企業の成長=数値の成長。数値を時代に合わせて如何に伸ばすのか?時代は変化してるので時代の変化を読み取り自分も変えていくのか?
結果日々の学びが求められ、自社内で答えが出なければ外に答えを見つけに行く。話が支離滅裂になりましたが自分を信じれる力をつけていく事が一番でしょうか。他人の強みに刺激を受ける事も大事ですが自分に強くなる事は自己の成長には欠かせないと思います・・・すみません。まだ酒が残っています(笑)。

投稿: dadama | 2017年3月 5日 (日) 11時05分

食品スーパーのマネージャーさん、コメントありがとうございます。
スレた情熱。
是非、このブログからでも結構ですので、熱い情熱を取り戻してください(笑)。
どうせやるなら情熱を持って熱く取り組んだ方が、一度きりの人生、悔いを残したくないですよね。
今後とも、よろしくお願いいたします。

投稿: てっちゃん | 2017年3月 4日 (土) 17時44分

けんさん、コメントありがとうございます。
5年前から見ていてくれたのですか。ありがとうございます。
初コメントは勇気がいったのではないでしょうか(笑)。
当店にも同様の環境にいる担当者がおりまして、さりげなく「悔しいか」と問うところから話が弾みました(笑)。
結局、上記のような話で結んだのですが、本人はその辺の状況を理解したようで安心しました。どこかで彼の陳列技術等は認めていましたので、それも認識してくれていたのだろうと思います。
今後とも、よろしくお願いいたします。

投稿: てっちゃん | 2017年3月 4日 (土) 17時42分

私は数日前から、何を検索したのかいつの間にかてっちゃん店長のブログ辿り着き、はまっています。
私も食品スーパーのマネジャーをしております。中々店長と深い話をする機会もないので、このブログが非常に面白いです。スレて来てしまった情熱みたいな物に少し刺激を与えられた気がします。

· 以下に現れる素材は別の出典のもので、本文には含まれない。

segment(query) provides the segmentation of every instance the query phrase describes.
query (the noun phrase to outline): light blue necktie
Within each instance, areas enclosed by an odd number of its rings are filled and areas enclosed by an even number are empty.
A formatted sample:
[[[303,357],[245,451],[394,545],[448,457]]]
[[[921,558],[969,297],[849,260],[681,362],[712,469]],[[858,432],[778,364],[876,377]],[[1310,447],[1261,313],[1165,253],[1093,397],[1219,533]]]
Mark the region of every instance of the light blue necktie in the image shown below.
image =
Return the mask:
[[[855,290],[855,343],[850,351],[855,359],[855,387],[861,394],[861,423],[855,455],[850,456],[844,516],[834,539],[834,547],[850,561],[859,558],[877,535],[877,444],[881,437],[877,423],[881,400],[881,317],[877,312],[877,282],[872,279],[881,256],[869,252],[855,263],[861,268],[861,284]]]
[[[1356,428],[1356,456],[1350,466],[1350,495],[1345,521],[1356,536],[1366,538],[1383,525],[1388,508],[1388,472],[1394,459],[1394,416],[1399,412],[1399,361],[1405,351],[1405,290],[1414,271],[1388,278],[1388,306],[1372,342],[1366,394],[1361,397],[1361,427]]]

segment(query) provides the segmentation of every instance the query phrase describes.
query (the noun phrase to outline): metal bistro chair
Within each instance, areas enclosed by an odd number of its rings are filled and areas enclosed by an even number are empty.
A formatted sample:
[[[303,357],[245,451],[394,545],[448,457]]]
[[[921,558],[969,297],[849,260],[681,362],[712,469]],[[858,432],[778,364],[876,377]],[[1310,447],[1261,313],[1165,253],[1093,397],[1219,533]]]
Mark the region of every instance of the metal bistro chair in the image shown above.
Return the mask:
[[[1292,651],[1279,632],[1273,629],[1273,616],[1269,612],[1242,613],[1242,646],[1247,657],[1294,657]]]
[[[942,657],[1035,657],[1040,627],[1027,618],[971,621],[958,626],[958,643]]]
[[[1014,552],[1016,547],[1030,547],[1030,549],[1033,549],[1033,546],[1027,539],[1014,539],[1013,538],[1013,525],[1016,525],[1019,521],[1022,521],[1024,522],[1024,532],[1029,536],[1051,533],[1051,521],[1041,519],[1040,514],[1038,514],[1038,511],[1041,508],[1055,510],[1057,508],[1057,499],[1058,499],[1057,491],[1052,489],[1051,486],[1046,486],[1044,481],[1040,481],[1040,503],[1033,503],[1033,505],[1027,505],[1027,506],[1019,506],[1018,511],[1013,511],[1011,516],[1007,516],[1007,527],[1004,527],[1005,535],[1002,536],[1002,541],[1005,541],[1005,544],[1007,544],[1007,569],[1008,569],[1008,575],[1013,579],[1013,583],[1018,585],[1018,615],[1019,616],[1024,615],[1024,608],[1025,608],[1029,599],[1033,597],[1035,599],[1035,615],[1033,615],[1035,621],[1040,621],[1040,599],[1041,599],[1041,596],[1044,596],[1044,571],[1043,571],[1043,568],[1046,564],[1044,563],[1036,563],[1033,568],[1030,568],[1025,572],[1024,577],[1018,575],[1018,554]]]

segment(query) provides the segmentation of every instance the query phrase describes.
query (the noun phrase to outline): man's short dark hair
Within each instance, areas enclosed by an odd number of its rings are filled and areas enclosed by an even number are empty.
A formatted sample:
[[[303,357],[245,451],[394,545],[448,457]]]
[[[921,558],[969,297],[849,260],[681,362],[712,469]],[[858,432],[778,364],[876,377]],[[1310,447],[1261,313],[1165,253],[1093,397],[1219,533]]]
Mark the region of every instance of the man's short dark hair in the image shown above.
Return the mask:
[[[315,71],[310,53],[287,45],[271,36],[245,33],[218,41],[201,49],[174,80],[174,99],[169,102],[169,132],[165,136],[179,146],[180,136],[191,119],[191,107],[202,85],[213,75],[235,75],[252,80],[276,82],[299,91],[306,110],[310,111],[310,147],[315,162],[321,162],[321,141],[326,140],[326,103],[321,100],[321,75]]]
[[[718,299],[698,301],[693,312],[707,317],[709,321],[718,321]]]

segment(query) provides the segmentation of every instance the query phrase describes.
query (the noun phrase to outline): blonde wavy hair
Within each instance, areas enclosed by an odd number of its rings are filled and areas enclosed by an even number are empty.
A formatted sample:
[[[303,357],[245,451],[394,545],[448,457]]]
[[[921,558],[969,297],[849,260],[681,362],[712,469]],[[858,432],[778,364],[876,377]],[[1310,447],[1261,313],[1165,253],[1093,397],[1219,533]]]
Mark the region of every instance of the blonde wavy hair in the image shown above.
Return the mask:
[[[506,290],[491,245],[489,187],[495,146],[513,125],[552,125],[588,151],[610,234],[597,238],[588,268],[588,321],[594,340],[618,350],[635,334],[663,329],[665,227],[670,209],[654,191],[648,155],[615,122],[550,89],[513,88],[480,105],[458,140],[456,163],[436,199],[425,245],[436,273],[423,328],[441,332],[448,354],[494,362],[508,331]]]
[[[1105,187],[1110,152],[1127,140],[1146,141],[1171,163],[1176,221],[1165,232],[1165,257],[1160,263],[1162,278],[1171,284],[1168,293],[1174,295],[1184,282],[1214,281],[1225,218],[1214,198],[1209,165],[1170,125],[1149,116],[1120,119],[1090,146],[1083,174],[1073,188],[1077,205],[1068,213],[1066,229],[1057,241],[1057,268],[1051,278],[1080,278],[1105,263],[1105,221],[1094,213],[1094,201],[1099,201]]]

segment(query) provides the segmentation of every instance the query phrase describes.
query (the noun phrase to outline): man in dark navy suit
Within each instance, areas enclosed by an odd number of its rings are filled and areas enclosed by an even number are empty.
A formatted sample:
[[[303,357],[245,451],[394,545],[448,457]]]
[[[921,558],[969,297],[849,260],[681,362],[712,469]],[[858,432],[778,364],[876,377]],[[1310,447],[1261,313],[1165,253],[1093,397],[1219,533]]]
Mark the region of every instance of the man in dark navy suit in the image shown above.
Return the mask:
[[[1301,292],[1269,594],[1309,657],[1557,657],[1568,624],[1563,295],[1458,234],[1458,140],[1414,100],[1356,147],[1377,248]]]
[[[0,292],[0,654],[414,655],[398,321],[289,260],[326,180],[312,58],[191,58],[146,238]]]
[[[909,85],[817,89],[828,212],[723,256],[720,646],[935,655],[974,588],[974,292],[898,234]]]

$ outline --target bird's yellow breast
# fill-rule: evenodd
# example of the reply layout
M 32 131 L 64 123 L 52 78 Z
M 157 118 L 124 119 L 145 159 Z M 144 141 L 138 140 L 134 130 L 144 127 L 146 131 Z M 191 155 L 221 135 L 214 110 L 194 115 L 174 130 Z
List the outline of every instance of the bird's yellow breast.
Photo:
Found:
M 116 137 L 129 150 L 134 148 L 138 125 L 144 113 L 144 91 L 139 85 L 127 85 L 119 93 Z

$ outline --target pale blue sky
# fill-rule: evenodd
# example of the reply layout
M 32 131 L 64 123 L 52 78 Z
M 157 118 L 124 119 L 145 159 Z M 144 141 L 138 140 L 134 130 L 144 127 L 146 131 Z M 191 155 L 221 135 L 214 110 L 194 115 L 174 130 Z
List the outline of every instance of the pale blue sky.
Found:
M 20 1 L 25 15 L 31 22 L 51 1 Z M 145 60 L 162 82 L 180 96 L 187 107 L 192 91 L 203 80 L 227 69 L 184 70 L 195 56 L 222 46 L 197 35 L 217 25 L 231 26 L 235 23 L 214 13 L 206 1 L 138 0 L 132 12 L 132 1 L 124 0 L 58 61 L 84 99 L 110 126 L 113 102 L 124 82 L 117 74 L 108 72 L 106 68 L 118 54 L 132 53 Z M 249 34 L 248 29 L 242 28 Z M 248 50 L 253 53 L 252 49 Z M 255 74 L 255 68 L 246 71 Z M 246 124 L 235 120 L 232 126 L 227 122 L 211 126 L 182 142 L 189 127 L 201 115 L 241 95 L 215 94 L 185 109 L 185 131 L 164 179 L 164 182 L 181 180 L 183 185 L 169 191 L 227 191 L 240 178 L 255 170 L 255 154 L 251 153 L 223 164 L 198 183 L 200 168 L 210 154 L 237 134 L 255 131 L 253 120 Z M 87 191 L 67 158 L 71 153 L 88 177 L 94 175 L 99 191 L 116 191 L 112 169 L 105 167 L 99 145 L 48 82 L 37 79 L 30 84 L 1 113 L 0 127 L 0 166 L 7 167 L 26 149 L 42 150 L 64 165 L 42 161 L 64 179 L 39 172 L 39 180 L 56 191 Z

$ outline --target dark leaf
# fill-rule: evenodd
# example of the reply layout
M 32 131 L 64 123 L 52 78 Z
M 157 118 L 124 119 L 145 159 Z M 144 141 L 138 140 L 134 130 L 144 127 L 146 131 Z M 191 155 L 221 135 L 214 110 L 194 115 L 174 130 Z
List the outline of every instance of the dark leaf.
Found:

投稿: | 2017年3月 4日 (土) 13時11分

はじめまして。実は5年以上前からほぼ毎日拝見させて頂いているSM勤務のけんと申します。現状デイリーの担当者をしていまして新卒の部下がいるのですが今回の記事を読ませて頂き、本当仰る通りだなと感じます。このような話を部下にはするのですが暖簾に腕押しのとこもあって・・物事にはいつ気付けるのってのがひとつの人間力だろな、といった想いは強く。なかなか気付けない人間にいかにして気付きを与えるのか、ってのは本当難しいものだなと。
ブログ更新毎日楽しみにしています。